La reine Pomaré de Tahiti

Mardi 15 avril 1844, Louis Philippe, roi des Français et Monsieur Guizot, chef du gouvernement, animent une séance à la chambre des Pairs. Le prince de la Moskowa, Joseph Nay, s’est étonné que la France ait cédé devant l’Angleterre en rappelant de Tahiti, le contre-amiral Dupetit-Thouars. La reine Pomaré joue la carte anglaise contre le protectorat français. Monsieur Guizot manque de dignité, dit-on  dans les journaux et pourtant, la France à cette époque était prospère. C’était l’expansion des chemins de fer, l’amélioration des routes. Le commerce se portait à merveille, les “Magnifiques Galeries”, un des ancêtres de nos grands magasins, vendait des nouveautés qui attiraient bien du monde.

Notre Dame de Paris avant la construction de la flêche par Eugène Violet-le-Duc en 1859

Dessin au stylo bille par Céline (Legio-Arts)

A Paris, le prix du pain prenait deux vitesses ou deux prix, celui pour les riches et cet autre pour les pauvres qui devaient se contenter d’une seconde qualité… la France s’ouvrait, et particulièrement Paris, à l’art sous toutes ses formes, ainsi s’annonçait au théâtre  “Le Français”: “Charles VII et l’Etourdi” et “Les mystères de Paris” à la porte Saint-Martin pendant que les mélomanes se rendaient au concert de Franz List au « Théâtre italien ». La littérature, quant à elle, n’était pas en reste, la maison  Fournier   annonçait la publication de “Cent proverbes de Grandville” et le “Siècle” offrait à ses lecteurs “Les trois mousquetaires”. Les publicités apparaissaient dans les journaux; l’eau milanaise enlevait les taches de rousseur, l’eau circassienne teignait les cheveux, les cigarettes “Raspail” étaient très efficaces contre l’asthme.

Les dames étaient en capotes, châles et manches à gigot et les messieurs en chapeau haut-de-forme, cravates à multiples tours et redingotes. Tout ce petit monde se donnait des émotions à domicile. Ils se réunissaient beaucoup entre eux et faisaient “salon” en lisant Alexandre Dumas, Eugène Sue et Balzac qui venait de donner pour la première fois le titre de “Comédie humaine” à ses œuvres.

Petits et grands bourgeois ne se préoccupaient guère de la misère atroce dans laquelle étaient plongés les ouvriers de la grande industrie naissante, celle-ci n’intéressait pas les parisiens enfermés dans leur bulle, seules Lille et Mulhouse et leurs environnements étaient concernés.

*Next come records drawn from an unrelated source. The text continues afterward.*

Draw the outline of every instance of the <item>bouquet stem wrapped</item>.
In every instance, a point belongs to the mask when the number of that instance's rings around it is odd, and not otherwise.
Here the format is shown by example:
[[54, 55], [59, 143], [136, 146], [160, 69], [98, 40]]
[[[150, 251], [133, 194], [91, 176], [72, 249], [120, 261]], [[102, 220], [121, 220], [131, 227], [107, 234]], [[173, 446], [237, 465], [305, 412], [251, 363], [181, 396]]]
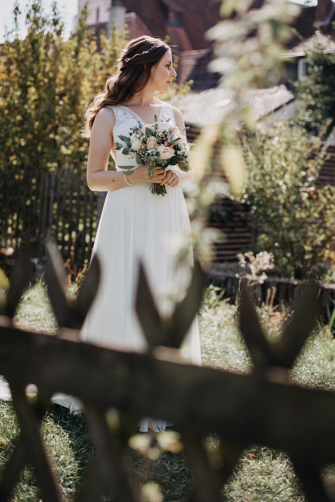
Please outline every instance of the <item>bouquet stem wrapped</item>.
[[[170, 126], [168, 121], [158, 122], [155, 116], [155, 122], [150, 124], [141, 124], [133, 128], [130, 137], [122, 135], [119, 136], [122, 143], [117, 142], [115, 149], [122, 150], [124, 155], [134, 159], [136, 163], [144, 164], [148, 167], [148, 174], [151, 179], [155, 166], [166, 169], [169, 166], [178, 165], [182, 171], [188, 171], [187, 158], [191, 143], [188, 143], [176, 126]], [[131, 170], [134, 166], [121, 166], [123, 169]], [[131, 170], [129, 171], [131, 174]], [[152, 193], [165, 195], [167, 193], [164, 185], [154, 183], [151, 186]]]

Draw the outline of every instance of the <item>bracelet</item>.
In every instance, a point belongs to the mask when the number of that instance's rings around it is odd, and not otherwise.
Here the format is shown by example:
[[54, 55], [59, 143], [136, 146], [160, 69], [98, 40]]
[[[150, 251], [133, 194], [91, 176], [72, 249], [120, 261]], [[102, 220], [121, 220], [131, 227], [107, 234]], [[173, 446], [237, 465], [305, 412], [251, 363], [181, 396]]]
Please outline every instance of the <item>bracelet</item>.
[[128, 181], [128, 180], [127, 180], [127, 178], [126, 177], [126, 175], [125, 174], [124, 174], [124, 178], [125, 178], [125, 181], [127, 184], [127, 185], [129, 185], [129, 186], [131, 186], [132, 185], [134, 185], [134, 183], [129, 183], [129, 182]]

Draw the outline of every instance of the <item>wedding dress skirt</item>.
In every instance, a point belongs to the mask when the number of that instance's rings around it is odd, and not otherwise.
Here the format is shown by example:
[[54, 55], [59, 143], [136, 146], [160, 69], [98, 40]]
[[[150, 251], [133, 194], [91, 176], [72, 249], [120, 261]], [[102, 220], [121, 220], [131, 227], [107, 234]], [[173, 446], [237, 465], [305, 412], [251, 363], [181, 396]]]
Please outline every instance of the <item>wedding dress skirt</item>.
[[[141, 119], [126, 106], [113, 106], [113, 109], [117, 141], [120, 135], [129, 136], [131, 128]], [[158, 120], [175, 124], [170, 105], [162, 104]], [[131, 164], [121, 150], [116, 157], [111, 153], [117, 170], [122, 170], [120, 166]], [[175, 302], [184, 296], [193, 266], [189, 218], [180, 187], [166, 185], [166, 188], [164, 196], [151, 193], [149, 183], [137, 183], [108, 192], [92, 252], [99, 259], [100, 282], [81, 331], [83, 341], [117, 350], [146, 351], [145, 337], [135, 307], [140, 263], [163, 317], [169, 316]], [[179, 263], [177, 249], [181, 243], [187, 250]], [[201, 364], [196, 318], [181, 351], [190, 363]], [[8, 399], [8, 390], [7, 395]], [[5, 396], [0, 382], [0, 399], [6, 399]], [[55, 396], [53, 400], [64, 406], [77, 406], [68, 396]], [[158, 431], [167, 425], [164, 420], [145, 419], [140, 430], [146, 431], [149, 427]]]

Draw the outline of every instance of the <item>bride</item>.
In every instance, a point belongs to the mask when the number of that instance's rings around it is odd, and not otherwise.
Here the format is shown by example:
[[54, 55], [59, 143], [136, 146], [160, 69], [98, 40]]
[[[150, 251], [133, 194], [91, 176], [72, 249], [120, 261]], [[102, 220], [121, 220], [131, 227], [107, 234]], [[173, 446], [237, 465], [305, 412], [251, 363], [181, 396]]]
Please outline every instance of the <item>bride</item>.
[[[193, 180], [192, 171], [175, 166], [154, 168], [151, 179], [144, 165], [132, 170], [121, 150], [120, 136], [132, 127], [169, 122], [181, 130], [180, 112], [155, 95], [166, 91], [176, 76], [169, 46], [159, 39], [142, 36], [131, 40], [122, 52], [118, 72], [107, 80], [85, 114], [90, 138], [87, 180], [92, 190], [107, 191], [93, 254], [102, 269], [101, 284], [82, 330], [82, 339], [103, 346], [144, 351], [146, 342], [135, 311], [139, 263], [143, 264], [149, 285], [162, 316], [173, 311], [188, 285], [193, 265], [190, 222], [182, 187]], [[184, 134], [185, 134], [184, 133]], [[126, 145], [125, 145], [125, 146]], [[116, 171], [107, 170], [111, 154]], [[133, 161], [134, 166], [137, 166]], [[164, 196], [151, 193], [152, 183], [165, 185]], [[179, 264], [177, 244], [188, 239], [187, 263]], [[193, 364], [201, 364], [197, 320], [182, 347]], [[141, 430], [147, 430], [142, 424]], [[149, 423], [157, 430], [164, 425]]]
[[[166, 91], [176, 74], [169, 46], [150, 37], [135, 39], [121, 53], [118, 72], [108, 79], [104, 91], [86, 111], [85, 134], [90, 138], [87, 184], [91, 190], [107, 191], [107, 195], [93, 249], [101, 266], [100, 282], [81, 332], [83, 341], [119, 350], [146, 350], [134, 307], [140, 261], [163, 317], [173, 312], [189, 285], [193, 256], [182, 187], [192, 181], [193, 172], [156, 167], [150, 179], [146, 166], [133, 160], [134, 169], [128, 174], [122, 166], [132, 165], [132, 160], [115, 149], [120, 136], [129, 137], [139, 122], [152, 123], [155, 116], [158, 122], [183, 129], [180, 111], [155, 95]], [[116, 171], [107, 169], [110, 154]], [[164, 196], [151, 193], [153, 183], [165, 185]], [[176, 250], [185, 240], [188, 253], [181, 265]], [[181, 353], [189, 362], [201, 364], [196, 318]], [[9, 399], [8, 386], [5, 396], [1, 384], [0, 399]], [[72, 407], [75, 402], [57, 396], [53, 401]], [[158, 431], [166, 425], [145, 419], [140, 430], [151, 427]]]

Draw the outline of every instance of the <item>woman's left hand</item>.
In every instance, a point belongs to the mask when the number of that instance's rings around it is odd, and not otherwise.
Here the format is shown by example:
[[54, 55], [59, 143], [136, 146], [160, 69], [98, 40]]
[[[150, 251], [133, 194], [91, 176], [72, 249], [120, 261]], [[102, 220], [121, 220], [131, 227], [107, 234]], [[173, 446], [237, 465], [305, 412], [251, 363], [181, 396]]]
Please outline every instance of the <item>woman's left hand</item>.
[[180, 182], [180, 178], [174, 171], [167, 169], [165, 176], [161, 181], [161, 185], [168, 185], [170, 187], [176, 187]]

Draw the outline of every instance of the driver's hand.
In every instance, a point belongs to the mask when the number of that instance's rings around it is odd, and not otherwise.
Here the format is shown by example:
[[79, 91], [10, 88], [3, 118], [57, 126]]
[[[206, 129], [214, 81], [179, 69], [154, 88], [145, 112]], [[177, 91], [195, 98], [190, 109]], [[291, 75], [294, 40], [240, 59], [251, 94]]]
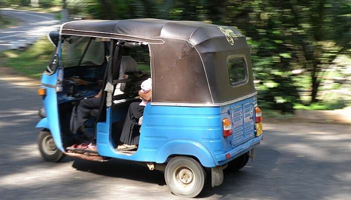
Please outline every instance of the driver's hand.
[[103, 80], [99, 80], [96, 82], [96, 85], [97, 86], [102, 86], [102, 85], [104, 84], [104, 81]]
[[72, 78], [72, 79], [76, 82], [78, 86], [89, 86], [89, 82], [86, 80], [76, 78]]
[[95, 96], [94, 96], [94, 98], [100, 98], [101, 97], [101, 95], [102, 95], [102, 90], [100, 90], [100, 92], [99, 92], [99, 93], [98, 93], [97, 94], [96, 94]]

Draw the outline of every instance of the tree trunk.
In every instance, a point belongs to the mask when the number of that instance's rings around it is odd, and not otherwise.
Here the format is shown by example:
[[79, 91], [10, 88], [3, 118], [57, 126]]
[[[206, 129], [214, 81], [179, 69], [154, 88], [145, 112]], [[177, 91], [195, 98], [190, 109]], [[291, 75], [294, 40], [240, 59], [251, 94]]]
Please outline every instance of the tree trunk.
[[320, 81], [318, 79], [318, 76], [321, 69], [318, 68], [319, 62], [315, 62], [313, 64], [313, 69], [311, 74], [312, 78], [312, 92], [311, 92], [311, 103], [318, 102], [317, 94], [318, 93], [318, 88], [320, 84]]

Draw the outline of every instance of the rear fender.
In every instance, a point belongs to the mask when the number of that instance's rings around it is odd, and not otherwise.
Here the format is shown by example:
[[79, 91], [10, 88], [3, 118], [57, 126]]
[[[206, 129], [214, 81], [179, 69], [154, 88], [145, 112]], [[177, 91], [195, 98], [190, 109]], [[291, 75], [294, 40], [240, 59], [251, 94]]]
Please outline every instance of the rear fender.
[[193, 156], [205, 167], [216, 166], [213, 158], [205, 146], [199, 142], [187, 140], [174, 140], [164, 144], [158, 151], [156, 162], [164, 163], [173, 154]]
[[49, 122], [48, 122], [48, 118], [43, 118], [35, 126], [36, 128], [49, 128]]

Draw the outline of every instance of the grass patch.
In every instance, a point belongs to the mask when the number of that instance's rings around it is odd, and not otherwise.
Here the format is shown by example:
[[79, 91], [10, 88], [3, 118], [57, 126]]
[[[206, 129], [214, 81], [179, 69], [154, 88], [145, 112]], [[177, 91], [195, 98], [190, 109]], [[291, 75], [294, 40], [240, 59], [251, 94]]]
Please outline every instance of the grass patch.
[[325, 101], [325, 102], [312, 103], [308, 106], [297, 104], [294, 106], [294, 108], [307, 110], [332, 110], [336, 109], [342, 109], [346, 106], [347, 104], [345, 102], [342, 100], [330, 100]]
[[24, 50], [9, 50], [0, 53], [0, 65], [31, 78], [40, 78], [50, 60], [55, 47], [46, 38]]
[[12, 26], [18, 26], [21, 22], [21, 20], [16, 18], [2, 15], [0, 16], [0, 29], [5, 29]]
[[9, 6], [9, 8], [19, 10], [21, 10], [31, 11], [35, 12], [61, 12], [62, 10], [60, 6], [54, 6], [51, 8], [43, 8], [43, 7], [32, 7], [30, 6], [25, 6], [21, 5], [12, 4]]

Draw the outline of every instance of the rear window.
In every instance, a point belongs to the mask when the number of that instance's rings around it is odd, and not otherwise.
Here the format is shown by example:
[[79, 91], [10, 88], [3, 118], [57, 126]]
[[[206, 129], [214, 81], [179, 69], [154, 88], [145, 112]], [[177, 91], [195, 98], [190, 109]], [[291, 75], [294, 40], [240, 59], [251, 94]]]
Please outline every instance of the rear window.
[[246, 62], [244, 58], [229, 57], [227, 65], [232, 86], [237, 86], [246, 80]]

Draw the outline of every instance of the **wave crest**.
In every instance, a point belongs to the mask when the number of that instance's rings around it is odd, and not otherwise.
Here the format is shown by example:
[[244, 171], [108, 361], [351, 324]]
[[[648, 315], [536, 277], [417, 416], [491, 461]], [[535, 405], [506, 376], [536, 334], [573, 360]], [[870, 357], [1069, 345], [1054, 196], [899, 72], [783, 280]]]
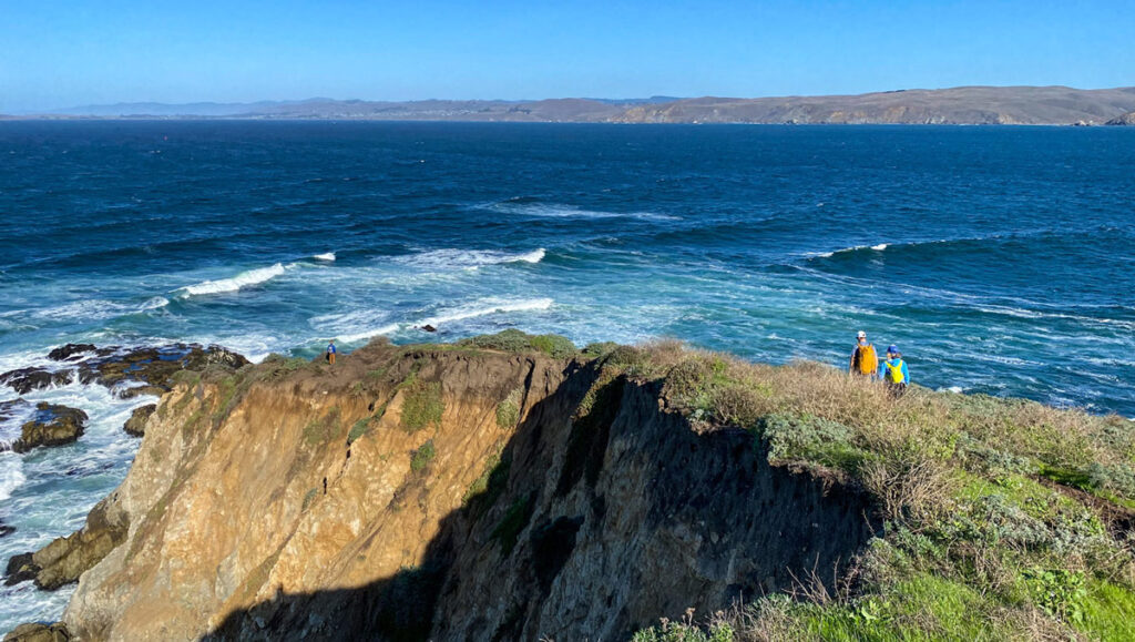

Loin de cette atmosphère au début de 1845, le chef de bataillon Vinoy, le futur général de 1870, était commandant supérieur à Sidi-Bel-Abbès, un modeste camp, perdu dans le bled où les troupes en opérations s’installaient en bivouac.

Une vingtaine d’années plus tard, après quelques sanglantes échauffourées, une ville naîtra, peuplée de 5 000 habitants. Un siècle plus tôt, les Deraouas et les soldats français s’étaient entr’égorgés à la même place. En 1865, s’y élèvera une cité prospère et pacifique. Les terres jadis incultes des alentours produiront de riches moissons.

En 1862, débute l’expédition française au Mexique, la Légion avait “l’arme au pied”. Lorsqu’un homme de guerre sait qu’une bataille fait rage quelque part, il brûle d’y participer. C’est ce qui se produisit ; la Légion était bien lasse de faire le service de garnison, de construire des routes, de creuser des puits, d’assurer la garde des pénitenciers de Ben Youd et de Boukanefis et de protéger quelques points isolés.

Elle ne figurait pas sur l’état des troupes envoyées au Mexique ni, d’ailleurs, sur celui du corps expéditionnaire de Cochinchine. Les officiers subalternes du régiment adressèrent une pétition à l’empereur qui eut le premier réflexe de punir les plus anciens de chaque grade, mais face à l’échec des contingents français devant Puebla, le 19 janvier 1863, arrivait l’ordre de mettre sur pied de guerre un régiment de marche destiné à renforcer le corps expéditionnaire au Mexique. Il ne restait plus en Algérie que le 3°bataillon et le dépôt.

 Le régiment embarquait le 9 février 1863 et arrivait à Vera Cruz le 28 mars, quelques 33 jours avant ce qui deviendra le 30 avril  où  «  L’armée française assiégeait Puebla… », mais c’est une toute autre histoire, très bien racontée ce mois ci par le major Frédéric Ambrosino, du centre de documentation et de recherches historiques de la LE, dans un "Képi Blanc" de bonne facture à la première de couverture exceptionnelle.